Monday, January 13, 2014

PH big time rice smuggler identified

Containers at the Manila port. Credit:
Davao City Mayor Rodrigo Duterte has finally came out with the photo of a certain Davidson Tan Bangayan as the man behind the biggest rice smuggling activities which bleed the Philippine government of at least 1.3 trillion pesos in revenue losses.

Previous reports claimed that David Tan was based in Davao City, which is the reason why Mayor Duterte rose up to the occasion of investigating the whereabouts of this alleged rice smuggler. Finally, Duterte showed the media the identity of the said smuggler during a press conference so that the public
may know his real identity.

Justice Secretary Leila de Lima said in a media interview that David Tan may have been operating a single rice cartel. This is the reason why the National Bureau of Investigation (NBI) is digging deeper into the case to find out more details.

Rice smuggling has become a hot issue in the Philippines, after groups of farming cooperatives have complained of sufferings due to stiff competition from rice cartels who were suspected of controlling the supply and prices of rice in the domestic markets. In fact, this resulted to locally produced rice being
sidelined by consumers because they're more expensive to buy than imported rice.

This problem is nothing knew to some officials of the Bureau of Customs (BOC). In fact, there were reports that some of them had been suspected of conniving with smugglers to short-change the government of the much-needed revenues, and collect the bribes for their own pockets.

The modus operandi is that big volumes of imported rice from Vietnam and Thailand are no longer coursed through the Manila port. Instead, the smugglers have used some of the country's remote ports, where they have close contacts with customs district collectors in exchange for huge sums of money.

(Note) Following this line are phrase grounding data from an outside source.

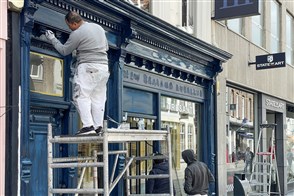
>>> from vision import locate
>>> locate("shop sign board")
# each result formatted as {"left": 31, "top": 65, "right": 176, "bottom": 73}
{"left": 214, "top": 0, "right": 259, "bottom": 20}
{"left": 123, "top": 66, "right": 205, "bottom": 100}
{"left": 256, "top": 52, "right": 286, "bottom": 70}
{"left": 262, "top": 95, "right": 285, "bottom": 113}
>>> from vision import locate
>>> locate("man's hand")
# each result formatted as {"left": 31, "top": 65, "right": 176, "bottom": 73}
{"left": 45, "top": 30, "right": 55, "bottom": 41}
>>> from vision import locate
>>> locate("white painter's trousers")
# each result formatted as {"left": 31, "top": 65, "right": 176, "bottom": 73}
{"left": 73, "top": 63, "right": 109, "bottom": 128}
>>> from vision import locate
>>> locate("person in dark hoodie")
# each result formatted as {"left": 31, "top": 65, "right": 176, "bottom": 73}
{"left": 146, "top": 153, "right": 175, "bottom": 194}
{"left": 182, "top": 149, "right": 215, "bottom": 196}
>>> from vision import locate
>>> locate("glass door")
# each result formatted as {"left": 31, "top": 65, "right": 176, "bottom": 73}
{"left": 160, "top": 96, "right": 201, "bottom": 196}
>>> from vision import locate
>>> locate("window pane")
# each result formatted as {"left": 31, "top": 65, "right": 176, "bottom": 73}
{"left": 227, "top": 18, "right": 242, "bottom": 35}
{"left": 30, "top": 52, "right": 64, "bottom": 97}
{"left": 126, "top": 0, "right": 194, "bottom": 34}
{"left": 251, "top": 0, "right": 263, "bottom": 47}
{"left": 127, "top": 0, "right": 150, "bottom": 12}
{"left": 286, "top": 13, "right": 293, "bottom": 65}
{"left": 270, "top": 0, "right": 280, "bottom": 53}
{"left": 226, "top": 87, "right": 255, "bottom": 195}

In the past, it became a routine for importers to declare their goods with the Economic Intelligence and Investigation Bureau (EIIB), even after these were cleared by the Bureau of Customs. With the abolition of the EIIB, it's only the BOC that is tasked to clear imported goods without any hassle at all. That means

BOC officials and employees assigned to inspect the imported goods can do whatever they want to do with the valuation of goods.

Without any agency that can do the counter-checking as to whether the imported goods were properly examined and assessed or not could not be determined. This was the reason why there were clamors from cause-oriented organizations and the new leadership at the customs bureau to employ the latest technology as replacement to manual methods of assessing the duties of imported goods.

There were attempts in the past to computerize the valuation of imported goods but the plan was shelved for reasons unknown to the public. What aggravated the problem was that the abolition of the anti-smuggling bureau and the junking of the computerization at the customs bureau almost happened at the same time. Consequently, smuggling activities at the ports had never ceased.

The idea of privatizing the Bureau of Customs cropped up lately. But the government has to deal with the security of tenure of the regular employees at the BOC who can't just be kicked out or forced to retire for no apparent reason?